Sally Jenkins was a 32-year-old divorced mum and ambitious producer. She didn’t mind being divorced at all. She had entered her marriage too immature, a complete mess of a person, a work in progress. During the marriage, she felt like moist washing powder tossed carelessly into the washing machine shaft, and sucked into the fast and noisy tumble-dryer. By the end of the marriage, she felt like leftover traces of that powder mash, splattered undissolved all over clothes like a proper nuisance, not really having done what it was supposed to have done, but still sort of there. Her 6-year-old son was her only secret treasure, bounced around on the rollercoaster of her love, her own mum’s care, the kindergarten and the occasional glimpses of the boy’s father, her distant ex-husband, passing through town. She had been working as a producer for a couple of years, but this reality show was her first really big break. Providing ratings were good, Sally was promised a nice bonus and even a considerable steady raise, and it would be so nice not to have to blush in the principal’s office because her ex failed to pay another monthly fee for their son’s preschool.

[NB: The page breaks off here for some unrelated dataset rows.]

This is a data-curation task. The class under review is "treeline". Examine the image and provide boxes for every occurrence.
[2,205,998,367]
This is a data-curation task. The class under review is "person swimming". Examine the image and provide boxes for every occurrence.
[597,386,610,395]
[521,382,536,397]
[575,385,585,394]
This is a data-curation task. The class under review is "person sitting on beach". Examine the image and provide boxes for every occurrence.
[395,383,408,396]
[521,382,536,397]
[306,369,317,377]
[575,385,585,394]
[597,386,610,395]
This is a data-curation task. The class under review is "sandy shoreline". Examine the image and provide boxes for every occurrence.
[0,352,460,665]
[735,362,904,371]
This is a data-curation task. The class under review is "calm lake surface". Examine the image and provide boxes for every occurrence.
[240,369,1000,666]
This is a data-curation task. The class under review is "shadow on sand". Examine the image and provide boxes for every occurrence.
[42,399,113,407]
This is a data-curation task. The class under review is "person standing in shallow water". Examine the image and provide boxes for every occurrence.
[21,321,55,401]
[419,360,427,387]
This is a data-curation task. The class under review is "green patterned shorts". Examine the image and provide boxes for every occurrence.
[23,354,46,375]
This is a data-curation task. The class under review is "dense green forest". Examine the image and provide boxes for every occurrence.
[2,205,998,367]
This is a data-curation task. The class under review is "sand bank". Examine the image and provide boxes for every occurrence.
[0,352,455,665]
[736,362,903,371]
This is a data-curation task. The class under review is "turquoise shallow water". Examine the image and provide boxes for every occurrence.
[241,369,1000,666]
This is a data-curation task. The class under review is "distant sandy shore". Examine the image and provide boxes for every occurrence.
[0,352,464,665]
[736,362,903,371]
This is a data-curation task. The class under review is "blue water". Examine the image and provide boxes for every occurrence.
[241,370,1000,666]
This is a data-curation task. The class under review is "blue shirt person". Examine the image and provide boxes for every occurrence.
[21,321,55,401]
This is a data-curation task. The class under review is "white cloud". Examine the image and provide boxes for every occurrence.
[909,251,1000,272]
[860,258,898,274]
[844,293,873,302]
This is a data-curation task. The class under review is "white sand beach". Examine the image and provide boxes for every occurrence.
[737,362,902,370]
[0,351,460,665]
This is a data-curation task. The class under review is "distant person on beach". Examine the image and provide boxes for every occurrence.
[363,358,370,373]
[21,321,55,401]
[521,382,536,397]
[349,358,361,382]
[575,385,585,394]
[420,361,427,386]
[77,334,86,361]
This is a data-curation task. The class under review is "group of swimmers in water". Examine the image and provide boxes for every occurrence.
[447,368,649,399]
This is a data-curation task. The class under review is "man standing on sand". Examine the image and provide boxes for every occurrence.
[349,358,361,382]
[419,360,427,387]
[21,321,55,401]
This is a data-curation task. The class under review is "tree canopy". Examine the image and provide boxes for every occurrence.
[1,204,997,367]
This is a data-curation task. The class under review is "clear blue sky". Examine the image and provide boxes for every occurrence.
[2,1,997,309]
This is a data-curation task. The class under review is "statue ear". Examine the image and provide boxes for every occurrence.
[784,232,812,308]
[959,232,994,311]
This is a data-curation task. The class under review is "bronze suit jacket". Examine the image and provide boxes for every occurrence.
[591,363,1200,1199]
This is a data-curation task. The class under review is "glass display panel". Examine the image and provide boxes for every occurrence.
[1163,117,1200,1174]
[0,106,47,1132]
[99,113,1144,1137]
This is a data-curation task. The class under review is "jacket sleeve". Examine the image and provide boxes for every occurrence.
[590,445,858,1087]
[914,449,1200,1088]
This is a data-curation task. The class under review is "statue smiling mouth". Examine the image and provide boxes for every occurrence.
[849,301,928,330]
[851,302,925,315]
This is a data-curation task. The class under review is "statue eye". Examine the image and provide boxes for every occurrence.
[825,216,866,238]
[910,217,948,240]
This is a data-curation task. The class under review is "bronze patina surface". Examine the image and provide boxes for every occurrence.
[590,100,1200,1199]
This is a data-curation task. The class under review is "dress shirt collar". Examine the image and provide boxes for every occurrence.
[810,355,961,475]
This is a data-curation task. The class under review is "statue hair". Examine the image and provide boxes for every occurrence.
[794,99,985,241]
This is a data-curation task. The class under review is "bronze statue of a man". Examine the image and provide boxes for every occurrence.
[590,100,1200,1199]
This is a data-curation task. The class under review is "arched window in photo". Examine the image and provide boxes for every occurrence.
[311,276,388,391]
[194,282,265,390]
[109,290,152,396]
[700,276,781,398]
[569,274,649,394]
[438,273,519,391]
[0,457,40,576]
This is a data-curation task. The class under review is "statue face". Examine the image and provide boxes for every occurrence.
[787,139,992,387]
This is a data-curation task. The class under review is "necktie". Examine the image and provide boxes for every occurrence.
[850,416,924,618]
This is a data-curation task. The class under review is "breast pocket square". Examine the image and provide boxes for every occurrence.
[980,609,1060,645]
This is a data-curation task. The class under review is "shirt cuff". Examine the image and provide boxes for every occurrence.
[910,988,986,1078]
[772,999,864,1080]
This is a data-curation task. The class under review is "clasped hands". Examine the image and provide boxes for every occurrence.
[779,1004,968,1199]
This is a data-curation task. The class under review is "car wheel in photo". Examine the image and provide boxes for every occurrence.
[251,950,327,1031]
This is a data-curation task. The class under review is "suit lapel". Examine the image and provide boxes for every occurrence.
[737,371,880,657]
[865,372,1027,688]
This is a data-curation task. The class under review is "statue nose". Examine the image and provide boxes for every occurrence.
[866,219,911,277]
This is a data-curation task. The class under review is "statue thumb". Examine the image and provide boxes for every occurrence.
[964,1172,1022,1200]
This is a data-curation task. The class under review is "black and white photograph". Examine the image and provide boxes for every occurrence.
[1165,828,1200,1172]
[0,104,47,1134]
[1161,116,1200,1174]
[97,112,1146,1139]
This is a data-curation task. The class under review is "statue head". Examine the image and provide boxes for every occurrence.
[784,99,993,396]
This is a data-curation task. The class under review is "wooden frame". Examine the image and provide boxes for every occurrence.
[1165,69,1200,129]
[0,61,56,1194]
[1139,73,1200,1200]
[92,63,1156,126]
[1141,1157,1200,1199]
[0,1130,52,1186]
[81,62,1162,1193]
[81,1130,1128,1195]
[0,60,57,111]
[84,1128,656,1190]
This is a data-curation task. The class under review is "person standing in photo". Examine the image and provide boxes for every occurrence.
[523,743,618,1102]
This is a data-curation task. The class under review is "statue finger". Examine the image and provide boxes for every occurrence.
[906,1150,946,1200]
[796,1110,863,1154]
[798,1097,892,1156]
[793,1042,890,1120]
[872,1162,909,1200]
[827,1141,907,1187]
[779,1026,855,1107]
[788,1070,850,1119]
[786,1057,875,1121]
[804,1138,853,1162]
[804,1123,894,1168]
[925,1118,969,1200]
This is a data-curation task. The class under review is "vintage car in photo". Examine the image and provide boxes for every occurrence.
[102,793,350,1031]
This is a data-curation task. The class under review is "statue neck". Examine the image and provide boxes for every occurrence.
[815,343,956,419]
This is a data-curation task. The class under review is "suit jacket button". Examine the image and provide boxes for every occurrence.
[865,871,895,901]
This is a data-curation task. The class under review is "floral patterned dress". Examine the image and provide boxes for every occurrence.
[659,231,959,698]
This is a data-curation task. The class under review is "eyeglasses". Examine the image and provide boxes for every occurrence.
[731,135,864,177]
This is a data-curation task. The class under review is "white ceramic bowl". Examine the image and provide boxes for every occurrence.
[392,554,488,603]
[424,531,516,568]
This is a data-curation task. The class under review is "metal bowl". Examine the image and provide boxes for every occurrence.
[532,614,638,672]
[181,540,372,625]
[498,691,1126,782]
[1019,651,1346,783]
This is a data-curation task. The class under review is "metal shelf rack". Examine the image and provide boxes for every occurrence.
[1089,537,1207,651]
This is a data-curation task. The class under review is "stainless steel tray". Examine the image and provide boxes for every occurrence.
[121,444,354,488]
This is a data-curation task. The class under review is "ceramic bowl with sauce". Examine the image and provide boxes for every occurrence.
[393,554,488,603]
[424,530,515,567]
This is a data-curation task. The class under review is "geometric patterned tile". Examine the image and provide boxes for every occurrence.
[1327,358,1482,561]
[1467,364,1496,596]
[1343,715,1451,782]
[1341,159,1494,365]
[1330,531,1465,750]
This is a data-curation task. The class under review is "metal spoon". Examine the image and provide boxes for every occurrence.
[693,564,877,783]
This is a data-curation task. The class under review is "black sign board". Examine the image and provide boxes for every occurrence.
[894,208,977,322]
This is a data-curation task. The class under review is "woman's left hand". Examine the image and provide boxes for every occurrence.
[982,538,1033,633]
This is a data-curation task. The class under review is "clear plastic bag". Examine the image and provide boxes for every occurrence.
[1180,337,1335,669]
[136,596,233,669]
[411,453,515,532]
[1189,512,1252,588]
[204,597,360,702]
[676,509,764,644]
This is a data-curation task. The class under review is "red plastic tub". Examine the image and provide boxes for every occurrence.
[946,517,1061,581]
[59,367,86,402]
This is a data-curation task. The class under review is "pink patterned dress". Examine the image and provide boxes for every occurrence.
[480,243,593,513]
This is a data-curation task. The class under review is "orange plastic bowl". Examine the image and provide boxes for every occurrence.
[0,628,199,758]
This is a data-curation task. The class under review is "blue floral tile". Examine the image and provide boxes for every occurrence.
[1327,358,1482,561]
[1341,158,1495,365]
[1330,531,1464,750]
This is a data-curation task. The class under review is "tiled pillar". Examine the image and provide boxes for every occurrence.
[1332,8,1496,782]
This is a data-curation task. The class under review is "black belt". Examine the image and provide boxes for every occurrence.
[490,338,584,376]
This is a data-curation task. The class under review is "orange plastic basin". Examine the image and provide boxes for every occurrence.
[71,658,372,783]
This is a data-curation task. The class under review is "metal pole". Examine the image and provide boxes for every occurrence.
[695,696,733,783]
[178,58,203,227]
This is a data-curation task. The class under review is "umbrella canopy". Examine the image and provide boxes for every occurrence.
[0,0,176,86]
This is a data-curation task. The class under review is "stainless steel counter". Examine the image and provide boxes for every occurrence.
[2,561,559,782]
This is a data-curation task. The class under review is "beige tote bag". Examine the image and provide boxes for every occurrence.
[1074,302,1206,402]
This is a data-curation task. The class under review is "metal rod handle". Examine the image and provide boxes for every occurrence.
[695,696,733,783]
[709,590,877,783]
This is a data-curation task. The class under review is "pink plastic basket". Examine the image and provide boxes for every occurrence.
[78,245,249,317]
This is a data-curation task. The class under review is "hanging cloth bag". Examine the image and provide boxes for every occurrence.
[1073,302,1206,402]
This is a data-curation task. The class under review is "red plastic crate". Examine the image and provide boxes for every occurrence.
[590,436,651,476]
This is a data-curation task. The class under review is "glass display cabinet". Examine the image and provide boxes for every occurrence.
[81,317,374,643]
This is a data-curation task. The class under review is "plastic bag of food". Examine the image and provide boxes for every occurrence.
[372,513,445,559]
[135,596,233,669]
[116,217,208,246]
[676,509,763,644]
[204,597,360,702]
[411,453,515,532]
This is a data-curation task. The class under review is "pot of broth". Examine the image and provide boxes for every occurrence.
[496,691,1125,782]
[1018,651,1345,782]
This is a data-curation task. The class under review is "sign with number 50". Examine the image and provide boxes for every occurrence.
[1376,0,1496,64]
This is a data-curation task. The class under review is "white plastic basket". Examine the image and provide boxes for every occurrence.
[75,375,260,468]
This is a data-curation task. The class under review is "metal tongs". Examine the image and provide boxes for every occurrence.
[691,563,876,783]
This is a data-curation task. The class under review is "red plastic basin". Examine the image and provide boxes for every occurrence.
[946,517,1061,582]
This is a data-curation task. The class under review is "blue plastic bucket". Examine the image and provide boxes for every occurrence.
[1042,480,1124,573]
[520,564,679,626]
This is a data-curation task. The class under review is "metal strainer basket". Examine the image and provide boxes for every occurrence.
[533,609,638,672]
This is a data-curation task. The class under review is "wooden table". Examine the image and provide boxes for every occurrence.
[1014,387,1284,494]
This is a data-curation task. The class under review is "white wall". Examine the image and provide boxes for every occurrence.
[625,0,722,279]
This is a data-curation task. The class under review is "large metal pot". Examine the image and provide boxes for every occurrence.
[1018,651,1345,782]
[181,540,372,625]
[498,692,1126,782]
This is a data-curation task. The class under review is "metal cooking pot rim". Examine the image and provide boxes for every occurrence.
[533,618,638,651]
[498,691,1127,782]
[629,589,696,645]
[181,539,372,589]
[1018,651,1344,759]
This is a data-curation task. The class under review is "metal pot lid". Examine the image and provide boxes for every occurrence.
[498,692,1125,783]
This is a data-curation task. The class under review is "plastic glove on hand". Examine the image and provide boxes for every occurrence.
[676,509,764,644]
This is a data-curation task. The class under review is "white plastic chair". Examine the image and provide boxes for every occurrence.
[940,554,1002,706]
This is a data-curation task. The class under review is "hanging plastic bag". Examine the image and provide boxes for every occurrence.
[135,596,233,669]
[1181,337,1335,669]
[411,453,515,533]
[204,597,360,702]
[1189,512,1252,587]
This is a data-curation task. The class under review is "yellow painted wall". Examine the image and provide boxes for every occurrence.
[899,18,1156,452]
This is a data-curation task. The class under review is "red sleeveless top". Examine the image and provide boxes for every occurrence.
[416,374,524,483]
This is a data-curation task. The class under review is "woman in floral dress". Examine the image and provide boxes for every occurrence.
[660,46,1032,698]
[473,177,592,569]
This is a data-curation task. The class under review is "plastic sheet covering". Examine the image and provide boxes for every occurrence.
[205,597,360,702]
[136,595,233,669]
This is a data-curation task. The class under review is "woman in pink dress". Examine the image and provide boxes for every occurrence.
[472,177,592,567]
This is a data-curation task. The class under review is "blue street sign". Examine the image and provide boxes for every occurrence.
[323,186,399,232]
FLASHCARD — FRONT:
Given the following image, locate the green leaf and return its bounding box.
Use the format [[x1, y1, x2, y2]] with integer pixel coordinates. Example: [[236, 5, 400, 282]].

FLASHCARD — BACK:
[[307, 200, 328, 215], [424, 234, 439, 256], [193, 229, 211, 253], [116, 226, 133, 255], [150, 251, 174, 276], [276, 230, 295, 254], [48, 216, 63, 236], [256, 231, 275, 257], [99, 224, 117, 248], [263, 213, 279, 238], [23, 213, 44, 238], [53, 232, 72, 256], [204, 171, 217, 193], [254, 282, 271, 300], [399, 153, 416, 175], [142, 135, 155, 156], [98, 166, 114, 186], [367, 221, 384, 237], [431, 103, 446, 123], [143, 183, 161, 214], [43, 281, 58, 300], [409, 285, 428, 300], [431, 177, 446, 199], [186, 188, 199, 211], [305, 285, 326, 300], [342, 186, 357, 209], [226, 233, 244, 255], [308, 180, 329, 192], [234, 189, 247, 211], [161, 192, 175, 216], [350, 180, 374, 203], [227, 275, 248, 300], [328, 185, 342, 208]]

Her own life’s mediocre reality had long before ushered her easily into the insensitive world of reality shows, where she learned so much about the infinite universe of human stupidity, yet also became aware of the unbelievable knack some people had for survival. So if these five people were going to do whatever it was they were going to do, and were willing to sign a waver for it, then it was no skin off her back. They had their dreams, and she had dreams of her own. Securing her son’s education, buying a house of her own, getting her mum that new TV oven she kept talking about, and maybe even travelling some… so many dreams, so little money.
Sally was not particularly vane, but her job made her aware of how much attention people paid to a person’s outside image, so, before leaving the van, she quickly checked her figure in the mirror attached to the door. It encompassed her full figure, from head to toe, not that there was much to reflect. She was unusually petite, pale and extremely thin, borderline anorexic, and as flat-chested as no girl ever wanted to be, but she knew how to wrap herself into richly draped blouses, and she was wearing a white one just like that for this occasion. Giving birth had provided her with the only attribute she had going for her physically – her wide hips. No wonder she loved her tube-like, knee-long, tight red velvet skirt which showed off those hips. Her black hair was always in a pixie cut, really short and practical to maintain, with any cheap black dye brand, which she could apply herself whenever her grays started betraying her already bountiful life experience. She pinched her strong cheekbones for a natural blush. Making sure everything was in place, she stepped outside.